April 5, 2012
Although the exact proposals remain unclear, the Coalition seemed to be gearing up to extend the current rules on the retention of and access to communications data (the destination of phone calls, emails and websites visited, but not their content, is already recorded and stored for 12 months by UK law).
The requirement for service providers to retain this data are laid down in the EU’s 2006 Data Retention Directive. We looked at the Directive and various other surveillance-type EU proposals in this report in 2009. But it should be noted that the previous UK Government was a co-sponsor of the initial EU proposal when it was first tabled in 2004 and, following the 2005 London bombings, was a strong supporter of the rules.
The Coalition’s new proposals, which it seems likely to continue pushing after this storm has died down, would use additional UK legislation to extend the data collected to cover contacts made via social networking, and potentially even online video games. But, arguably the most controversial proposal is to allow intelligence officers to access emails, calls and texts as they happen in ‘real time’, without a warrant, rather than retrospectively.
This all goes beyond the current EU Data Retention Directive, which is basically limited to the retention of data on landline calls, mobile calls, emails and web history. The current Directive also leaves it up to member states to decide how and when law enforcement authorities can gain access to this data. So don’t blame the EU in other words.

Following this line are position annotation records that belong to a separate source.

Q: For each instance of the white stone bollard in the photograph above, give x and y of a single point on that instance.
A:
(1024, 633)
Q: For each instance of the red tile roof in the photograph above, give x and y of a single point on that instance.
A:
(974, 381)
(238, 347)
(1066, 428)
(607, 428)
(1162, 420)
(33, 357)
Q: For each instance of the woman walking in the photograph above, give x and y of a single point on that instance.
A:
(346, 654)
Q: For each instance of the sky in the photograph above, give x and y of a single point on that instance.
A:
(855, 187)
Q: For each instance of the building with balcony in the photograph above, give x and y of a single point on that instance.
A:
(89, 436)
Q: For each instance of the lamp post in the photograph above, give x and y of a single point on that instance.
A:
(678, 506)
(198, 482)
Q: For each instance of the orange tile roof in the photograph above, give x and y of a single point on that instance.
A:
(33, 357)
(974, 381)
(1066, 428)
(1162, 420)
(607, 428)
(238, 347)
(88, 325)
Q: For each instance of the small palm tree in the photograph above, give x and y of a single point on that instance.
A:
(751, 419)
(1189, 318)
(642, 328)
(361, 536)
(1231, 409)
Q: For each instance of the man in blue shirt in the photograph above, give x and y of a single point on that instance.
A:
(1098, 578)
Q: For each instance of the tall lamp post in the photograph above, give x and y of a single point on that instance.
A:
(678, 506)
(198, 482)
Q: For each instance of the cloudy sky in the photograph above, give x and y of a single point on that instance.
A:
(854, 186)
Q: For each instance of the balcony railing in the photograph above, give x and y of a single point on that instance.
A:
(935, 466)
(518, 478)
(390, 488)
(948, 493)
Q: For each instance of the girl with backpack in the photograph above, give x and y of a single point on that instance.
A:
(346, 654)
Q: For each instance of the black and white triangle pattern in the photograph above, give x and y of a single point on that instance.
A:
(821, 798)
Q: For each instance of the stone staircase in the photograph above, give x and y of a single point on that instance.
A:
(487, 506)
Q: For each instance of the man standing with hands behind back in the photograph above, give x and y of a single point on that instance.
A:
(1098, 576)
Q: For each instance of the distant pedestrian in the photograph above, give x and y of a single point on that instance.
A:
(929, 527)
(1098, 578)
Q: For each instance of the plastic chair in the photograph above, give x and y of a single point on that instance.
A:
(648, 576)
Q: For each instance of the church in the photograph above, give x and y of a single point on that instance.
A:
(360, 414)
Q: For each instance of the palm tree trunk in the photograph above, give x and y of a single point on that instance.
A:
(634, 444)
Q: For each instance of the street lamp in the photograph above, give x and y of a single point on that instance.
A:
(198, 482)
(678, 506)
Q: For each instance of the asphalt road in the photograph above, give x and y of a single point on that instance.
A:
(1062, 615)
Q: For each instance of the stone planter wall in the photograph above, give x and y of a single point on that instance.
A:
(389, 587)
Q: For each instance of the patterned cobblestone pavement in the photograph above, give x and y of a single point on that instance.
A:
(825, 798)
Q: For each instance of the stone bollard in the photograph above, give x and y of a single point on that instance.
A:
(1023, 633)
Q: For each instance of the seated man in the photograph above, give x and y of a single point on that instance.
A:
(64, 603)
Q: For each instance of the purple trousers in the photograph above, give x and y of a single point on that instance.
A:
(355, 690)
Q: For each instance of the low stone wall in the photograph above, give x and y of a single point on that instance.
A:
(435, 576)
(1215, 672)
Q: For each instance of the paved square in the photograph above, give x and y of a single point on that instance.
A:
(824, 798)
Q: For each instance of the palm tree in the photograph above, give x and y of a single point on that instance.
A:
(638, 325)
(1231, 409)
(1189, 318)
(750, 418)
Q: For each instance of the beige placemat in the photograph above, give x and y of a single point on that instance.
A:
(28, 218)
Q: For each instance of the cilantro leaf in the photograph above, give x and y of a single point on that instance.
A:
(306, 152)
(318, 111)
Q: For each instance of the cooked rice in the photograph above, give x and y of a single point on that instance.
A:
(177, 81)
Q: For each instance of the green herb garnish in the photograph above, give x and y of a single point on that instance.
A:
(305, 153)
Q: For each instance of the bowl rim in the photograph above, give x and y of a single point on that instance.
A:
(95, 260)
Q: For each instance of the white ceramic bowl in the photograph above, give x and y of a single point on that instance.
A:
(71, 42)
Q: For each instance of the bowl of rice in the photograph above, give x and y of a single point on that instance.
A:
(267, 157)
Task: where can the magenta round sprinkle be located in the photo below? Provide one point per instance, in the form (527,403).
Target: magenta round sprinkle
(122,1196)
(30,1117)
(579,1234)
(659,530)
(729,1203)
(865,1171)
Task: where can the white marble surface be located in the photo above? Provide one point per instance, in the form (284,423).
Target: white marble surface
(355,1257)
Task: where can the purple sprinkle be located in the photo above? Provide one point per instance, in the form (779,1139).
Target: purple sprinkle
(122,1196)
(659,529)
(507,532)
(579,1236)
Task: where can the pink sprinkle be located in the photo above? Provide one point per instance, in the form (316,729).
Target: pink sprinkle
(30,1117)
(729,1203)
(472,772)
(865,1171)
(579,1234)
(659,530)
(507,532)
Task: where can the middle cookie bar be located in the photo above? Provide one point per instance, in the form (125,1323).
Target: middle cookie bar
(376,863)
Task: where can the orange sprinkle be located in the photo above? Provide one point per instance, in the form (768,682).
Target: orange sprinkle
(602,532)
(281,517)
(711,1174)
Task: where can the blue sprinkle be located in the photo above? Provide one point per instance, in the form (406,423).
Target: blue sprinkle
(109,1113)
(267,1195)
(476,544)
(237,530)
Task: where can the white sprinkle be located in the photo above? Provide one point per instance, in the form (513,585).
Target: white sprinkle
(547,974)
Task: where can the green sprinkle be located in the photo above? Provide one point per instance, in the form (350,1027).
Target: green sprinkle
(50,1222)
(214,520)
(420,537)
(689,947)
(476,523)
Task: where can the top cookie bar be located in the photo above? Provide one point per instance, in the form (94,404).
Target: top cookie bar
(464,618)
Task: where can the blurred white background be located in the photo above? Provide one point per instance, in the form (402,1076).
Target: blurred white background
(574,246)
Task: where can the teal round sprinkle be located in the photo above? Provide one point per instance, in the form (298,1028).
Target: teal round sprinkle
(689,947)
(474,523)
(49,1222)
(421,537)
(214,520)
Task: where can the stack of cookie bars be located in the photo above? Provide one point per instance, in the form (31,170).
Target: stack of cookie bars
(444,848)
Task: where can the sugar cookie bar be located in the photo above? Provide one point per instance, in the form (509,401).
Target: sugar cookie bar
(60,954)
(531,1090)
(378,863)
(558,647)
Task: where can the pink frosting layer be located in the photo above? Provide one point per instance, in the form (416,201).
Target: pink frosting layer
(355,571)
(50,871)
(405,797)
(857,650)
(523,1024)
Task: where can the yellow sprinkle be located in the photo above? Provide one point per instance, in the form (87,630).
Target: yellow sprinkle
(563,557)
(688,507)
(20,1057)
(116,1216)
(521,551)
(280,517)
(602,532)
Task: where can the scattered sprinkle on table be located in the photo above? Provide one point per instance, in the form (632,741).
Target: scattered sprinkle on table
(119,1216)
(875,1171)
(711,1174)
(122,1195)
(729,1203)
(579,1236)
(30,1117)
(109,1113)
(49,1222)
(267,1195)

And crucially, the Commission’s 2011 evaluation of the current Directive stated that:
The Commission will assess the need for, and options for achieving, a greater degree of harmonisation with respect to the authorities having and the procedure for obtaining access to retained data. Options might include more clearly defined lists of competent authorities, independent and/or judicial oversight of requests for data and a minimum standard of procedures for operators to allow access to competent authorities.
What this would mean for the UK in practice is not entirely clear because the UK is often rather more keen on state snooping than other EU states (e.g. Germany, which doesn’t implement the original directive after its Constitutional Court struck it down). It is therefore unlikely that the EU minimum standard for law enforcement access to data would go beyond current UK practice or what the Coalition is trying to do in future.
However, this week’s media storm over how much access the state has to our personal data shows that the principle of allowing the EU to determine which authorities have access to our personal data, and when, could create huge political issues in the future. How would politicians like to tell their voters that in fact it is the EU that decides on who and how police forces can access their data?
One thing that this week has surely taught us is that this is something that should be decided nationally, where if the one government decides to make authoritarian assaults on civil liberties they can at least be overturned by future governments or rethought due to public pressure. Not so once an EU directive is in place and it requires the re-opening and successful conclusion of negotiations between 27 member states and 736 MEPs.
It will interesting to see, following this week’s storm in Britain, what the Commission will propose.